„Da war doch nichts“ ist nach „Tote Schwäne tanzen nicht“ schon der zweite Roman des neuen Anthea Verlag, der sich auf Bücher aus Mittel- und Osteuropa spezialisiert hat, den ich lese. Es ist wieder Literatur aus Tschechien und es ist das literarische Debüt von Jakub Stanjura.
Das Thema auf dem Klappentext hat mich sehr angesprochen, denn es geht um Manipulation und Gaslighting.
Stanjuras personale Erzählerin Daniela lernt schon als Kind, dass sie ihren eigenen Wahrnehmungen überhaupt nicht vertrauen kann.
Von ihrer Mutter wird sie regelmäßig geschimpft, dass sie zu stark zunimmt und tatsächlich werden ihre neuen Kleider immer schnell zu eng und zu klein.
Allerdings merkt sie irgendwann, dass die Mutter ihre Kleidung extra falsch wäscht, damit sie eingeht.
Als sie die Mutter irgendwann damit konfrontiert, streitet sie natürlich alles ab und sagt, dass Daniela sich alles nur einbildet.
Auch sonst bleibt in Danielas Familie vieles unausgesprochen, auch zwischen ihr und ihrer Schwester.
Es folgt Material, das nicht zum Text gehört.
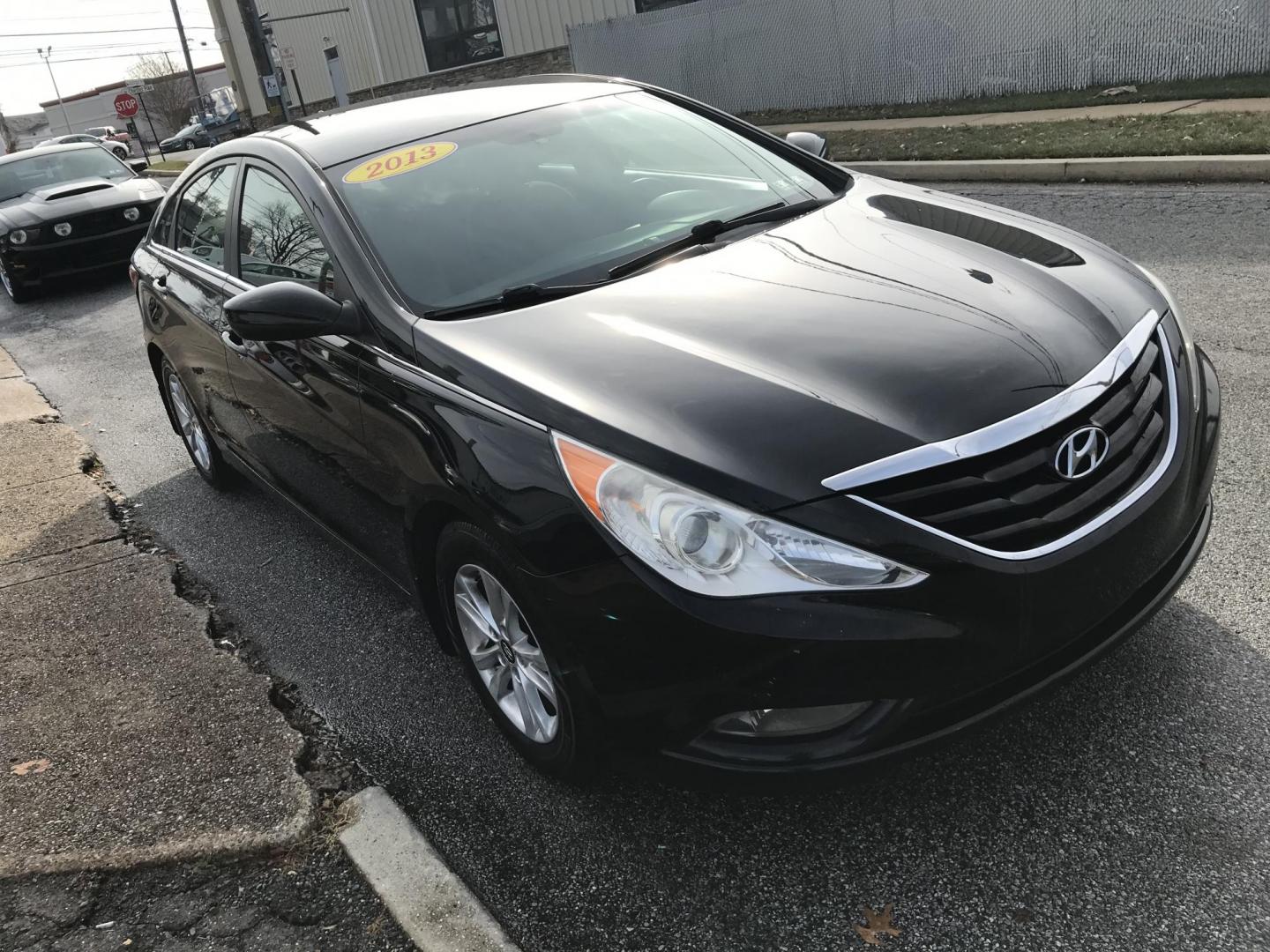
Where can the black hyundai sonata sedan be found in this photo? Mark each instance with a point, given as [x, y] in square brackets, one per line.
[689, 442]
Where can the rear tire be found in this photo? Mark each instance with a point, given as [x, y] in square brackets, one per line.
[513, 669]
[193, 430]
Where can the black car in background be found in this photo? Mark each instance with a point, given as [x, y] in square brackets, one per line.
[69, 208]
[689, 441]
[193, 136]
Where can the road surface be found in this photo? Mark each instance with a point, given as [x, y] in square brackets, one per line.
[1127, 810]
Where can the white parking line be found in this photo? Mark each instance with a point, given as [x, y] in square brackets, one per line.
[429, 900]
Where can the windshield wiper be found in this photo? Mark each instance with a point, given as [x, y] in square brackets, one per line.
[707, 231]
[519, 296]
[703, 234]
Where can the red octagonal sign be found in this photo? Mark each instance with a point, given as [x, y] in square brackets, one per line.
[126, 106]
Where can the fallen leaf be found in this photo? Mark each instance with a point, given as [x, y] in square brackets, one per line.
[878, 925]
[31, 767]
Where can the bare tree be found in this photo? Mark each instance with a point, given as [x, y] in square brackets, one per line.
[172, 100]
[282, 234]
[11, 141]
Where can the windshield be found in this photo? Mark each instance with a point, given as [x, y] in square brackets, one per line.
[38, 172]
[556, 196]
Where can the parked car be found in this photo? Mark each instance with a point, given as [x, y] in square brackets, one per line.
[117, 149]
[193, 136]
[689, 441]
[109, 132]
[69, 208]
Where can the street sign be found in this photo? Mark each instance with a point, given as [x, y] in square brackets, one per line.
[126, 106]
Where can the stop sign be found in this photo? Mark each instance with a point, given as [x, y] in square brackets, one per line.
[126, 106]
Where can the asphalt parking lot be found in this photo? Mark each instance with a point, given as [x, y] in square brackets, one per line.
[1127, 810]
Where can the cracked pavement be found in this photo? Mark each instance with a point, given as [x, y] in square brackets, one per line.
[1127, 810]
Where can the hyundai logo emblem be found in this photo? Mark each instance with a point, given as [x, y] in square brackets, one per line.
[1081, 452]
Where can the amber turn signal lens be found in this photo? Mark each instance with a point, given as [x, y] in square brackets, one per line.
[583, 467]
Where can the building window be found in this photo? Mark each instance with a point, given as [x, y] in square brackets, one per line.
[649, 5]
[459, 32]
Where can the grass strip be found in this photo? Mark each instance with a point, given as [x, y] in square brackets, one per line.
[1201, 133]
[1215, 88]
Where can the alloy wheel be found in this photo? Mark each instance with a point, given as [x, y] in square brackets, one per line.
[190, 427]
[505, 654]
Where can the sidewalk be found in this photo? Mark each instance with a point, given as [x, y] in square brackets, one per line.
[150, 788]
[127, 736]
[1109, 111]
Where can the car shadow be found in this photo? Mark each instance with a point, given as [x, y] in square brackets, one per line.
[1143, 775]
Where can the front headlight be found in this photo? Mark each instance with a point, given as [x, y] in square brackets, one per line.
[713, 547]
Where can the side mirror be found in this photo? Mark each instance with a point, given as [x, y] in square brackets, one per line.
[810, 143]
[286, 310]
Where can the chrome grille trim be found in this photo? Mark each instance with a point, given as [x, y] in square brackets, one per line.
[1108, 514]
[1001, 435]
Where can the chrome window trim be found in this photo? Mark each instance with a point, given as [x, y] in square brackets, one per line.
[380, 353]
[1105, 516]
[1007, 432]
[181, 260]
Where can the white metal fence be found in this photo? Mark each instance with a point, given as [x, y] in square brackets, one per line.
[750, 55]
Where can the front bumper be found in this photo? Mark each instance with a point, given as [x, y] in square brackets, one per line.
[981, 634]
[34, 265]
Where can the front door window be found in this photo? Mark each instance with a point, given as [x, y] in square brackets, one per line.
[459, 32]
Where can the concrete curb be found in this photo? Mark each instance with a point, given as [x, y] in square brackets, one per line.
[430, 903]
[1166, 167]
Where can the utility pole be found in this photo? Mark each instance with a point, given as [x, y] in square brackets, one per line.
[190, 63]
[260, 54]
[45, 52]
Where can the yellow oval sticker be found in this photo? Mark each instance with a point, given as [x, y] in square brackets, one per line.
[385, 167]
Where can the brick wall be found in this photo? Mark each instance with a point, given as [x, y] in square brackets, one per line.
[544, 61]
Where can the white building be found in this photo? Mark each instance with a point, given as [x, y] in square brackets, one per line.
[390, 42]
[95, 107]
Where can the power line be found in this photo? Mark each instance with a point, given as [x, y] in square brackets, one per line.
[88, 58]
[90, 48]
[86, 32]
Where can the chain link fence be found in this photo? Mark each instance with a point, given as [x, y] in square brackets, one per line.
[751, 55]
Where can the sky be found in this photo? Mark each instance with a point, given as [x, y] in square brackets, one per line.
[84, 55]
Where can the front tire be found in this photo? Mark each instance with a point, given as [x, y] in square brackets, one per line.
[193, 430]
[16, 290]
[510, 659]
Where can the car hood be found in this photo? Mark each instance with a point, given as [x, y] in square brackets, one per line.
[889, 319]
[70, 198]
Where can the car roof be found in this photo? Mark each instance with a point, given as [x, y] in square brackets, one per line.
[43, 150]
[340, 136]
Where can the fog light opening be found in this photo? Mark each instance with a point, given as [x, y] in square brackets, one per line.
[788, 721]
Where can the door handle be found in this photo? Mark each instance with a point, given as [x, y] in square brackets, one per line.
[234, 342]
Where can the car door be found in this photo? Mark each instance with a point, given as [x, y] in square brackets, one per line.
[184, 294]
[300, 398]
Woher hat Jana jeden Sommer diese blauen Flecken? Warum spricht sie nicht mit ihr darüber, sondern leugnet schlicht deren Existenz?
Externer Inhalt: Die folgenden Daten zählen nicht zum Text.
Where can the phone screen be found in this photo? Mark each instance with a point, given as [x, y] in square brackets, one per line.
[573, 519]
Als Daniela erwachsen ist und sich eigentlich längst aus dem Lügengeflecht ihrer toxischen Familie gelöst hat, lernt sie Štěpán kennen.
Er versteht ihren starken Wunsch nach Validierung ihrer Gefühle und bestärkt und beschützt sie.
Oder?
Stanjura erzählt Danielas Geschichte jeweils anhand kleiner Zeitausschnitte, die immer aus dem August sind. Im August ist es heiß und die Wahrnehmung kann verschwimmen.
Oder?
Ich finde, wie Stanjura die Beziehung von Daniela und Štěpán beschreibt vor allem gegen Ende des Romans sehr beklemmend und sehr nachvollziehbar. Alle Lesenden, die selbst schon Erfahrungen mit Gaslighting haben, können bestimmt Danielas Zweifel an ihrem Urteilsvermögen und vor allem ihre große Hilflosigkeit nachfühlen.
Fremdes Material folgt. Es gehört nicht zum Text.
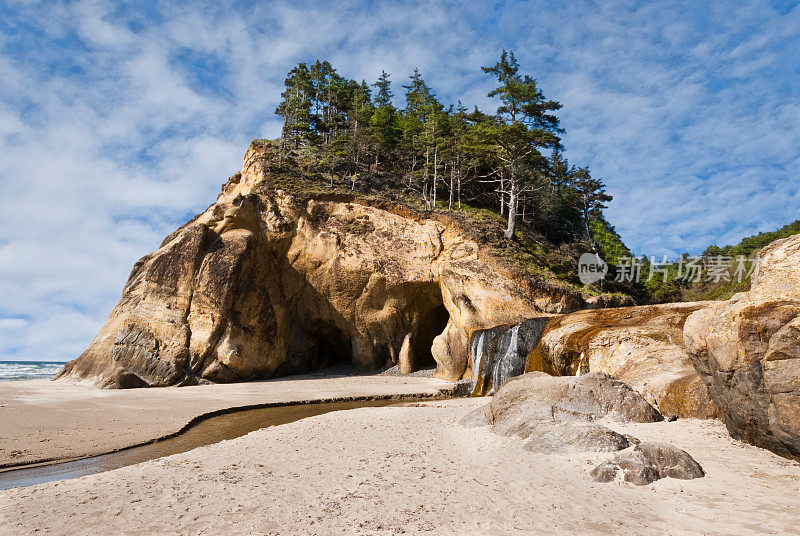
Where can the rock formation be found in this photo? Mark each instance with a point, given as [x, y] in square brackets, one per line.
[263, 284]
[641, 346]
[648, 462]
[536, 396]
[498, 354]
[747, 350]
[556, 416]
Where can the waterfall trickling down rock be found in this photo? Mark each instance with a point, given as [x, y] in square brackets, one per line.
[499, 353]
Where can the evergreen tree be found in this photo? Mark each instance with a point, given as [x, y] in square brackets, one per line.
[592, 199]
[525, 126]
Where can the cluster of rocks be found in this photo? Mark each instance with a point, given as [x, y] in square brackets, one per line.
[559, 414]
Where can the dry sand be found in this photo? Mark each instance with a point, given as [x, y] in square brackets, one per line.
[44, 420]
[414, 470]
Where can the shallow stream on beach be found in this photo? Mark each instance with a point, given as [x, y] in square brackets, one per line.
[206, 432]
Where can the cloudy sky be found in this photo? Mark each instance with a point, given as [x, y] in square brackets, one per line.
[118, 121]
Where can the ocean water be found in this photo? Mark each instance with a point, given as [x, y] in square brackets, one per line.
[28, 370]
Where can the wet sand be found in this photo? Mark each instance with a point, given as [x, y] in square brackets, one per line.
[414, 470]
[42, 420]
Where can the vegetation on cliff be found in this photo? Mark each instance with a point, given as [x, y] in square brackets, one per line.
[503, 175]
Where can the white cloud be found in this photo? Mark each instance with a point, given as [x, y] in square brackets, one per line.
[110, 135]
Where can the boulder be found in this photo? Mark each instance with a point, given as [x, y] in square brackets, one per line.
[648, 462]
[641, 346]
[265, 284]
[524, 401]
[747, 351]
[550, 437]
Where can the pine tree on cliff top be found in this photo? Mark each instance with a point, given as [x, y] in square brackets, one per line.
[525, 126]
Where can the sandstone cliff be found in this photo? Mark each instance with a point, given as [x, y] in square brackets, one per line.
[641, 346]
[263, 284]
[747, 350]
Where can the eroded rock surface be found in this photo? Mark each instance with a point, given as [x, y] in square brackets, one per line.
[499, 354]
[648, 462]
[262, 285]
[536, 396]
[562, 437]
[747, 350]
[641, 346]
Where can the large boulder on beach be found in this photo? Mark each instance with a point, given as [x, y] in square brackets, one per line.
[526, 400]
[641, 346]
[647, 462]
[264, 283]
[549, 437]
[747, 350]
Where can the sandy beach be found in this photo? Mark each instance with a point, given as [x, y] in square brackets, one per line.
[414, 470]
[42, 420]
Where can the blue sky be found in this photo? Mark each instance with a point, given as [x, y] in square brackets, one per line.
[118, 121]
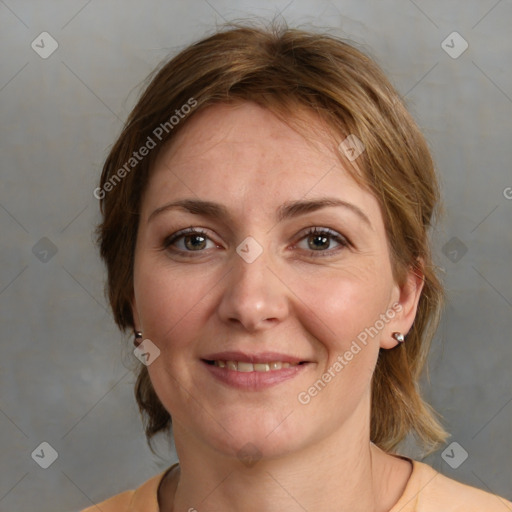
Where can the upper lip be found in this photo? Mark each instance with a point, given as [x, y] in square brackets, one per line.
[245, 357]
„Ich hab den Eindruck, dass ich langsam verschwinde, als ob ich irgendwo hinter einer Glasscheibe bin, und die wird jeden Tag dunkler.»“
Ein spannender und psychologisch schmerzhaft akkurater Roman, den ich gerne weiterempfehle!
Erschienen ist der Roman im Frühjahr beim unabhängigen Anthea Verlag und wurde von Mirko Kraetsch übersetzt.